Book your room in the Turing Hotel! A symmetric and distributed Turing Test with multiple AIs and humans

Book your room in the Turing Hotel! A symmetric and distributed Turing Test with multiple AIs and humans
Notice: This research summary and analysis were automatically generated using AI technology. For absolute accuracy, please refer to the [Original Paper Viewer] below or the Original ArXiv Source.
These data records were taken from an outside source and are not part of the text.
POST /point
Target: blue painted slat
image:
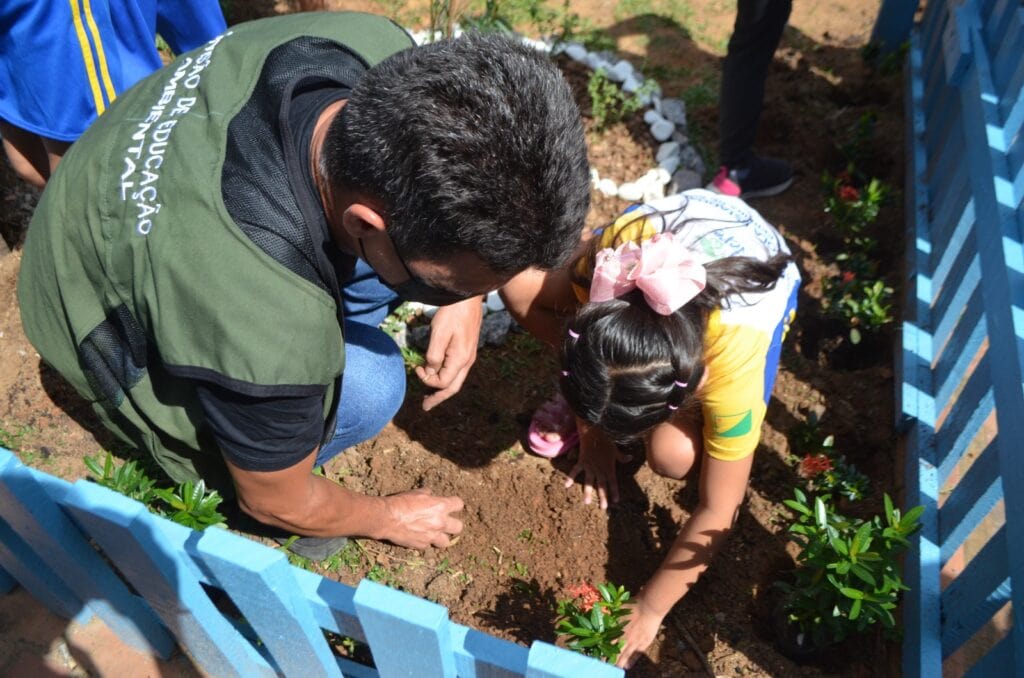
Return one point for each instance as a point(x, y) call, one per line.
point(7, 583)
point(259, 581)
point(972, 598)
point(892, 28)
point(922, 620)
point(999, 248)
point(954, 300)
point(330, 601)
point(546, 661)
point(970, 501)
point(970, 411)
point(957, 251)
point(30, 570)
point(962, 348)
point(129, 535)
point(31, 512)
point(410, 636)
point(480, 655)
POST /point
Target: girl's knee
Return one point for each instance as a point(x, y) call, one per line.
point(673, 451)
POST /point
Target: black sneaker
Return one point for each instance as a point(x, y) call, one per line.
point(761, 178)
point(314, 548)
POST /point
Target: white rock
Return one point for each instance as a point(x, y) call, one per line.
point(607, 187)
point(670, 164)
point(631, 192)
point(662, 129)
point(621, 71)
point(651, 117)
point(494, 302)
point(654, 192)
point(667, 150)
point(576, 51)
point(684, 179)
point(596, 62)
point(674, 110)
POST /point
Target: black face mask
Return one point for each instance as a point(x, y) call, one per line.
point(416, 289)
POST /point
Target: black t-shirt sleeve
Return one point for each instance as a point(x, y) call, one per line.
point(262, 433)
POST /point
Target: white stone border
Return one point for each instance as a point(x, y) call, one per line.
point(678, 165)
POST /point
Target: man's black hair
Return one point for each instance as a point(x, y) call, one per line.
point(470, 144)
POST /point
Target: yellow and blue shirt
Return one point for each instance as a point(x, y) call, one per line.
point(743, 338)
point(62, 62)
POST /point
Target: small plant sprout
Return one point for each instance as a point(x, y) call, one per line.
point(608, 103)
point(192, 506)
point(848, 578)
point(593, 620)
point(127, 478)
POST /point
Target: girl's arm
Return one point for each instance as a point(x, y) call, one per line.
point(723, 484)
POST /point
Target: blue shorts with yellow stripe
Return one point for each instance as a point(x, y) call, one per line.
point(64, 61)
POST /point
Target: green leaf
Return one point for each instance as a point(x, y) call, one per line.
point(852, 593)
point(820, 513)
point(797, 506)
point(864, 575)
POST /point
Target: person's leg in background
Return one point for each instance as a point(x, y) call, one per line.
point(373, 386)
point(34, 158)
point(756, 36)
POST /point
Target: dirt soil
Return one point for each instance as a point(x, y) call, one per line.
point(527, 538)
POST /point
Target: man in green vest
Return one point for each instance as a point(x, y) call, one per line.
point(211, 260)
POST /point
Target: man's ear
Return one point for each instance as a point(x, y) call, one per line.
point(360, 220)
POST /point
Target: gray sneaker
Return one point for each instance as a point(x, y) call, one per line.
point(314, 548)
point(761, 178)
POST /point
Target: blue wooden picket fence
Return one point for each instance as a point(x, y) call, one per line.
point(56, 540)
point(962, 391)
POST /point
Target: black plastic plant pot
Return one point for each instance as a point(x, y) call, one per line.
point(790, 638)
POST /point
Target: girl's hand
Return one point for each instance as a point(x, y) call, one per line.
point(598, 456)
point(641, 628)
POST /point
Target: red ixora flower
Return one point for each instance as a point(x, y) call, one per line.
point(812, 465)
point(848, 194)
point(587, 595)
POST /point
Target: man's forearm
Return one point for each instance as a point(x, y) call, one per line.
point(327, 510)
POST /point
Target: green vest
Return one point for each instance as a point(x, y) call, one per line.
point(135, 280)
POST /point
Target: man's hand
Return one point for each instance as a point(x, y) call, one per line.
point(418, 519)
point(641, 628)
point(598, 457)
point(454, 335)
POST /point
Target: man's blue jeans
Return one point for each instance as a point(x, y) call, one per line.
point(373, 385)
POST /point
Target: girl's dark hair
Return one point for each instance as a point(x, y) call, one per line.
point(624, 363)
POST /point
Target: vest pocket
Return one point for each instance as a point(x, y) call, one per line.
point(113, 355)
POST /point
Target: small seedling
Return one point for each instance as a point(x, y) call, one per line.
point(128, 478)
point(592, 620)
point(849, 576)
point(193, 506)
point(608, 103)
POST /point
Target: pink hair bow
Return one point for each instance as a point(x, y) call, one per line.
point(667, 272)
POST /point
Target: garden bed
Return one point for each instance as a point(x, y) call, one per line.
point(527, 539)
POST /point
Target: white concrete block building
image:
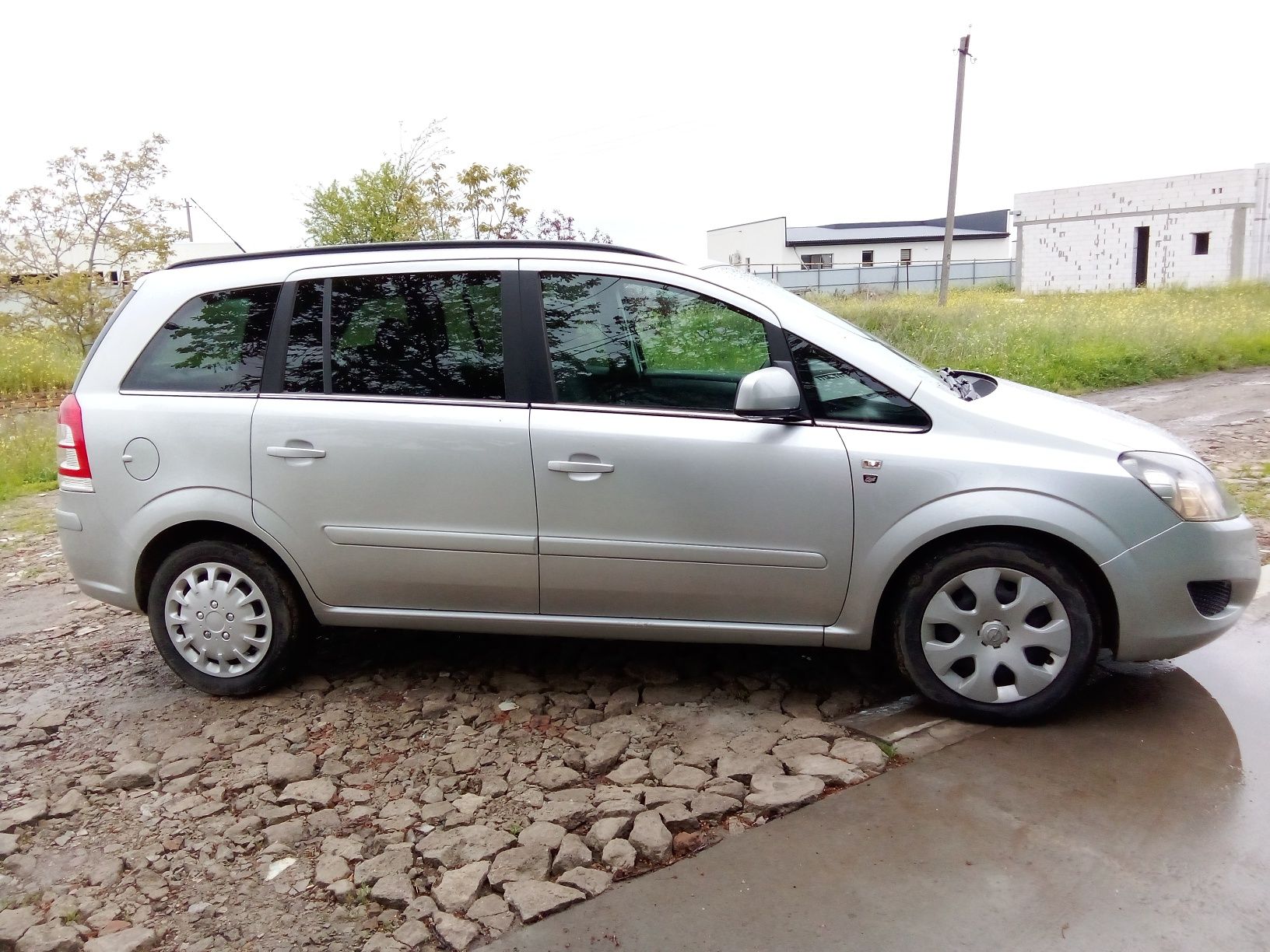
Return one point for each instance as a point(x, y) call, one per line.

In this paper, we report our experience with TuringHotel'', a novel extension of the Turing Test based on interactions within mixed communities of Large Language Models (LLMs) and human participants. The classical one-to-one interaction of the Turing Test is reinterpreted in a group setting, where both human and artificial agents engage in time-bounded discussions and, interestingly, are both judges and respondents. This community is instantiated in the novel platform UNaIVERSE (https://unaiverse.io), creating a World’’ which defines the roles and interaction dynamics, facilitated by the platform’s built-in programming tools. All communication occurs over an authenticated peer-to-peer network, ensuring that no third parties can access the exchange. The platform also provides a unified interface for humans, accessible via both mobile devices and laptops, that was a key component of the experience in this paper. Results of our experimentation involving 17 human participants and 19 LLMs revealed that current models are still sometimes confused as humans. Interestingly, there are several unexpected mistakes, suggesting that human fingerprints are still identifiable but not fully unambiguous, despite the high-quality language skills of artificial participants. We argue that this is the first experiment conducted in such a distributed setting, and that similar initiatives could be of national interest to support ongoing experiments and competitions aimed at monitoring the evolution of large language models over time.


💡 Research Summary

The paper introduces “TuringHotel,” a novel, symmetric, and distributed implementation of the classic Turing Test that moves the interaction from a one‑on‑one setting to a multi‑agent community. The authors build the experiment on UNaIVERSE, a peer‑to‑peer (P2P) platform that creates “Worlds” – isolated overlay networks where both human participants and artificial agents (large language models, LLMs) can join, interact, and be governed by a finite‑state automaton (FSA) that defines permissible actions and roles. Communication occurs over an authenticated P2P network; a root server only issues short‑lived tokens, while all message exchange is direct between agents, guaranteeing privacy and preventing third‑party eavesdropping.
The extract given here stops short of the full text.